How do you see the Revers Center working with the new Arthur L. Irving Institute for Energy and Society at Dartmouth?
As the Institute brings in more faculty and resources, we can bring more people to Tuck, people with interesting jobs and businesses, and really have Tuck be able to tie-in to the Institute’s programming. I also want the Revers Center to feed in some of the ideas we’re working on, like a mentoring program we started where students shadow someone at an energy business.
And as you get the Thayer School involved, the Center becomes a draw to campus for recruiters who may want one MBA student and some engineering students. The bigger the attraction, the more people will come, and Tuck provides an interesting forum for people to come and have students engage with them.
How has the energy industry and market changed since the Initiative was founded in 2012?
2012 to 2016 has probably been one of the most dramatic cycles in the energy complex, really led by a massive drop in commodity prices. And if you think about energy, what goes into the wellhead really drives all the downstream activities, whether its carbon-based or renewable-based. It sets the marginal cost of pricing through the entire value chain. As we’ve had this very large upset at the wellhead, a barrel of oil went from trading as high as 140 to as low as 26. It threw the industry into disarray, creating a major reconfiguration of not only the North American flow of energy products but on a global basis.
How is the Tuck curriculum preparing students for this ever-changing energy environment?

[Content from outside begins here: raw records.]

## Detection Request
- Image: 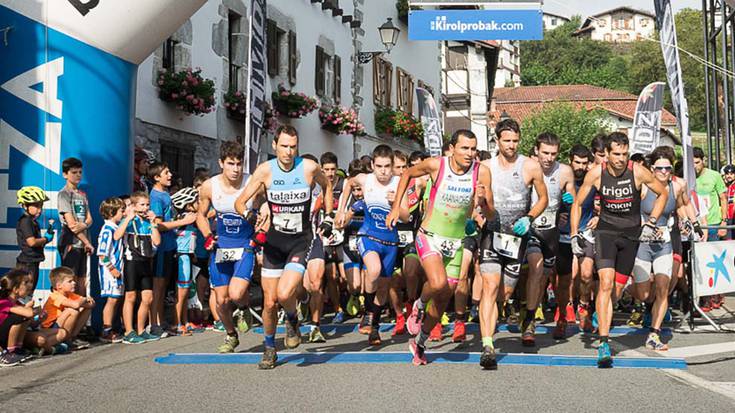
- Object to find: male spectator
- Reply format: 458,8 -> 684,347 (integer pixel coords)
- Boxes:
133,147 -> 151,193
693,147 -> 728,240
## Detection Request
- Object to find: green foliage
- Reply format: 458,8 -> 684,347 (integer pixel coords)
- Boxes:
157,68 -> 215,116
518,103 -> 612,160
374,105 -> 424,142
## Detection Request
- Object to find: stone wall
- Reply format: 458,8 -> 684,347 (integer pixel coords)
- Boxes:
134,118 -> 220,172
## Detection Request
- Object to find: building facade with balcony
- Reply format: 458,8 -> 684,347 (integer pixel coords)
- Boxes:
573,7 -> 656,43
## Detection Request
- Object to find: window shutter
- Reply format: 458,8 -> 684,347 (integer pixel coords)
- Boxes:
385,62 -> 393,107
267,20 -> 278,77
315,46 -> 325,97
373,58 -> 381,105
288,31 -> 297,85
334,55 -> 341,104
407,75 -> 414,114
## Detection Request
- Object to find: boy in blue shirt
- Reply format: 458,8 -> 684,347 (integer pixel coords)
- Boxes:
97,197 -> 126,343
170,187 -> 200,336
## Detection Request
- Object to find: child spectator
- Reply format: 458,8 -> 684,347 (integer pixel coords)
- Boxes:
15,186 -> 54,292
192,174 -> 214,329
42,266 -> 95,350
148,162 -> 196,337
1,269 -> 38,365
97,197 -> 127,343
122,191 -> 161,344
170,187 -> 200,335
57,157 -> 94,296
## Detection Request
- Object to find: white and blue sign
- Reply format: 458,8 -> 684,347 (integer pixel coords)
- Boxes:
409,9 -> 543,41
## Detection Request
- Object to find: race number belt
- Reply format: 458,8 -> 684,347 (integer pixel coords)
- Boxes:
493,232 -> 522,259
398,230 -> 414,247
419,228 -> 461,258
215,247 -> 250,263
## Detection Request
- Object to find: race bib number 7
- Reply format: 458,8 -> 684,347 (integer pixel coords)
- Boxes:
215,248 -> 244,263
272,213 -> 303,233
493,232 -> 522,259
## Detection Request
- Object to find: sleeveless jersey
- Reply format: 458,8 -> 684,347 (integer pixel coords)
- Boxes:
489,155 -> 530,233
211,174 -> 253,249
423,156 -> 479,239
598,161 -> 641,234
358,174 -> 399,243
267,157 -> 312,237
641,181 -> 676,226
532,161 -> 561,230
559,178 -> 596,236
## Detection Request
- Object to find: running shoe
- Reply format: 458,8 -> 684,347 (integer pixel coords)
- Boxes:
100,330 -> 123,344
506,302 -> 519,325
565,303 -> 576,324
308,326 -> 326,343
452,320 -> 466,343
404,301 -> 412,318
408,338 -> 427,366
257,347 -> 278,370
712,294 -> 723,309
627,310 -> 643,327
440,312 -> 450,326
236,311 -> 252,333
591,311 -> 599,330
521,319 -> 536,347
346,295 -> 360,317
212,320 -> 225,332
535,305 -> 545,322
284,320 -> 302,349
701,297 -> 712,312
217,334 -> 240,353
368,328 -> 381,346
597,341 -> 613,368
187,323 -> 205,334
53,342 -> 70,355
578,304 -> 593,333
393,313 -> 407,336
68,338 -> 90,350
358,313 -> 373,335
122,331 -> 145,345
333,311 -> 346,324
468,305 -> 479,323
645,333 -> 669,351
0,351 -> 24,367
479,346 -> 497,370
149,325 -> 166,339
429,323 -> 442,342
177,324 -> 193,336
139,331 -> 160,342
14,349 -> 34,363
552,319 -> 567,340
407,301 -> 424,336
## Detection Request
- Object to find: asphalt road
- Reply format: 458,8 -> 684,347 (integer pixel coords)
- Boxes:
2,309 -> 735,412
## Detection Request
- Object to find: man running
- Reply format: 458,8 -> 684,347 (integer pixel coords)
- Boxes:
387,130 -> 494,366
476,119 -> 547,369
525,133 -> 575,344
234,125 -> 333,370
337,145 -> 409,346
196,141 -> 258,353
571,132 -> 668,368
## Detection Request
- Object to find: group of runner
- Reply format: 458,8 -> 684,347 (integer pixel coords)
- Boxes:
196,119 -> 712,370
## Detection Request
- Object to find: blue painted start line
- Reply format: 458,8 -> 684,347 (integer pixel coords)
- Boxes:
251,323 -> 672,337
155,351 -> 686,369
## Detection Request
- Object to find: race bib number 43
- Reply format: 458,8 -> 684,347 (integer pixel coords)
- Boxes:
493,232 -> 522,259
215,248 -> 244,263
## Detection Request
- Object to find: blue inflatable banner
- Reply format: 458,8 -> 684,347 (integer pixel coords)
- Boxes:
408,9 -> 543,41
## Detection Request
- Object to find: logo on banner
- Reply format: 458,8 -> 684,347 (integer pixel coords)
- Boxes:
706,250 -> 731,288
409,9 -> 542,41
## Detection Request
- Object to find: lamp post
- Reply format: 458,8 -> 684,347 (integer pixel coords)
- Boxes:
357,18 -> 401,64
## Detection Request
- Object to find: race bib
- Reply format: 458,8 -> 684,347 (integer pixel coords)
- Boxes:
272,213 -> 303,233
348,236 -> 358,252
215,247 -> 244,263
398,230 -> 414,247
533,210 -> 556,230
432,234 -> 460,258
493,232 -> 522,259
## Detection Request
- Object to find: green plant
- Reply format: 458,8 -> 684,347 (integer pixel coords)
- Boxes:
157,68 -> 215,115
223,89 -> 247,116
374,105 -> 423,142
319,105 -> 366,135
271,84 -> 319,118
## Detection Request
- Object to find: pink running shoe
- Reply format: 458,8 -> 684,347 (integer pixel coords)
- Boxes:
407,300 -> 424,336
408,338 -> 427,366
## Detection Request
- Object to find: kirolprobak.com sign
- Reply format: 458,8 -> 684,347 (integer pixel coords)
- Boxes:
409,9 -> 542,41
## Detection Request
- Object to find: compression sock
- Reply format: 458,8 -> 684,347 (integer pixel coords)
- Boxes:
456,312 -> 467,322
264,334 -> 276,348
371,304 -> 382,327
481,336 -> 494,349
650,327 -> 661,334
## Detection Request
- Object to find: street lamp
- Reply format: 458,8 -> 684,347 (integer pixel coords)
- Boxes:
358,18 -> 400,64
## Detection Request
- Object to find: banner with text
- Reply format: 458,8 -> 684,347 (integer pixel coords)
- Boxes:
629,82 -> 666,155
416,88 -> 443,158
248,0 -> 267,173
409,9 -> 542,41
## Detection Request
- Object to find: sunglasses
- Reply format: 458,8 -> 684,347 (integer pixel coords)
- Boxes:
653,166 -> 673,172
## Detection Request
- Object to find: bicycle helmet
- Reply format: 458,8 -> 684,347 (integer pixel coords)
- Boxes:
171,187 -> 199,210
16,186 -> 50,205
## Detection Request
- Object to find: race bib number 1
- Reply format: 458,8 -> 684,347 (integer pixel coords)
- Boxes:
493,232 -> 522,259
215,248 -> 244,263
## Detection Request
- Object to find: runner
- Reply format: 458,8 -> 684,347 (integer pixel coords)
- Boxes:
196,141 -> 259,353
337,145 -> 409,346
388,151 -> 414,337
571,132 -> 668,368
477,120 -> 547,369
525,133 -> 575,344
340,160 -> 368,318
387,130 -> 494,366
234,125 -> 333,370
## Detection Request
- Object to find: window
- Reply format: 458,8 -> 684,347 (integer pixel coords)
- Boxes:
160,142 -> 195,187
267,19 -> 279,77
446,45 -> 467,70
551,18 -> 557,26
229,12 -> 243,91
604,33 -> 612,42
396,67 -> 414,114
288,31 -> 297,85
315,46 -> 326,97
640,18 -> 649,27
162,37 -> 178,71
333,55 -> 341,104
597,19 -> 606,27
372,57 -> 392,107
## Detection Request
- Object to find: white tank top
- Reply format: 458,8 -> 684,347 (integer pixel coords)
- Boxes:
211,174 -> 250,214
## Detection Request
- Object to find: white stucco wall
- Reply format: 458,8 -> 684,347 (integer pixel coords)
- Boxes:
587,11 -> 655,42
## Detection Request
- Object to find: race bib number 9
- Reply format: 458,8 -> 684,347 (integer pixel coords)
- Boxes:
493,232 -> 522,259
215,248 -> 244,263
533,211 -> 556,230
272,213 -> 303,233
398,230 -> 414,247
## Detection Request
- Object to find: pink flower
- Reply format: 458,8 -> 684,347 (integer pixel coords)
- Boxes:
281,91 -> 289,97
171,93 -> 179,99
182,81 -> 188,87
186,94 -> 194,101
191,79 -> 199,86
224,102 -> 230,108
235,91 -> 242,97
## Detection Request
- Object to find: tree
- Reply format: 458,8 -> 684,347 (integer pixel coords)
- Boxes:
518,103 -> 612,160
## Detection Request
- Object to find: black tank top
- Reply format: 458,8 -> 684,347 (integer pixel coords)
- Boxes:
598,160 -> 641,235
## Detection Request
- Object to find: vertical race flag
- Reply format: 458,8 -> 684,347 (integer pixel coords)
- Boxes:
247,0 -> 267,173
629,82 -> 666,155
416,88 -> 443,157
654,0 -> 694,191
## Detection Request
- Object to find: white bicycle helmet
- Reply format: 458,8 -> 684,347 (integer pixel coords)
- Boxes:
171,187 -> 199,210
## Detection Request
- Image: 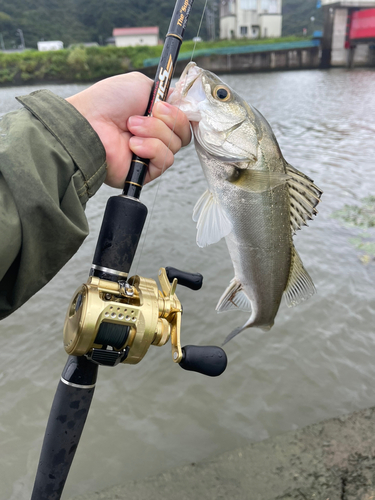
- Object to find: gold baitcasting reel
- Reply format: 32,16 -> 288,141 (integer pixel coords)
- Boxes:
63,267 -> 227,376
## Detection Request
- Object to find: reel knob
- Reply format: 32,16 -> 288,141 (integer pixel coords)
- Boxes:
179,345 -> 227,377
165,267 -> 203,290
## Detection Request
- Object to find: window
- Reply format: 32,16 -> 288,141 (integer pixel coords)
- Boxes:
221,0 -> 235,16
262,0 -> 278,13
251,26 -> 259,37
240,0 -> 257,10
240,26 -> 248,35
269,0 -> 278,13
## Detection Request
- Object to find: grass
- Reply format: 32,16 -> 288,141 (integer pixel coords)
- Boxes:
0,36 -> 311,86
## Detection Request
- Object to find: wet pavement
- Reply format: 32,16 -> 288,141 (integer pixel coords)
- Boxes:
71,406 -> 375,500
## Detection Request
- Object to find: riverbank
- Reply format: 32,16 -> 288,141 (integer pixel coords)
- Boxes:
0,36 -> 308,86
70,406 -> 375,500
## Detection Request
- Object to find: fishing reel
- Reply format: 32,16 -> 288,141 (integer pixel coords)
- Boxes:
63,267 -> 227,376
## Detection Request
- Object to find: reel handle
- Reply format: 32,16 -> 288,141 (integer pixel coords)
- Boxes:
179,345 -> 227,377
165,268 -> 227,377
165,267 -> 203,291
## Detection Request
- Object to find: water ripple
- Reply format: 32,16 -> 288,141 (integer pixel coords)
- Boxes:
0,68 -> 375,499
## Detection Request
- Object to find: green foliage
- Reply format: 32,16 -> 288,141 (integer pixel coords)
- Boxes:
332,196 -> 375,230
282,0 -> 323,37
67,46 -> 89,79
0,35 -> 312,86
180,35 -> 306,52
0,0 -> 211,50
0,0 -> 323,49
332,196 -> 375,264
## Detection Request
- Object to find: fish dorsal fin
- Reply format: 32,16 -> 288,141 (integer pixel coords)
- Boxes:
286,163 -> 322,235
216,278 -> 252,313
284,247 -> 315,307
193,189 -> 233,248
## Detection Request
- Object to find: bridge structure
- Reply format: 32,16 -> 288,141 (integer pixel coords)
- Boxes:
321,0 -> 375,67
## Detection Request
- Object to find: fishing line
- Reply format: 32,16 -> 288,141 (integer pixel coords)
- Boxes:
132,0 -> 209,276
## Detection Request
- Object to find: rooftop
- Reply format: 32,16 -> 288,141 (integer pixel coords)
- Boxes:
113,27 -> 159,37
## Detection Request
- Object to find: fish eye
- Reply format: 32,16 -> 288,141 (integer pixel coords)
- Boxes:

A lot of what we put together and talked about five years ago—in terms of cases and coursework—is still relevant because we’re giving students a knowledge base and a lens to understand how the energy markets work. What’s actually going on today may be very different from the cases, but it’s still understanding the global flow. Erin Mansur, the Revers Professor of Business Administration and the faculty director of the Center, is an excellent resource for students because he has his finger on the pulse of the industry and his classes can be fairly flexible and topical.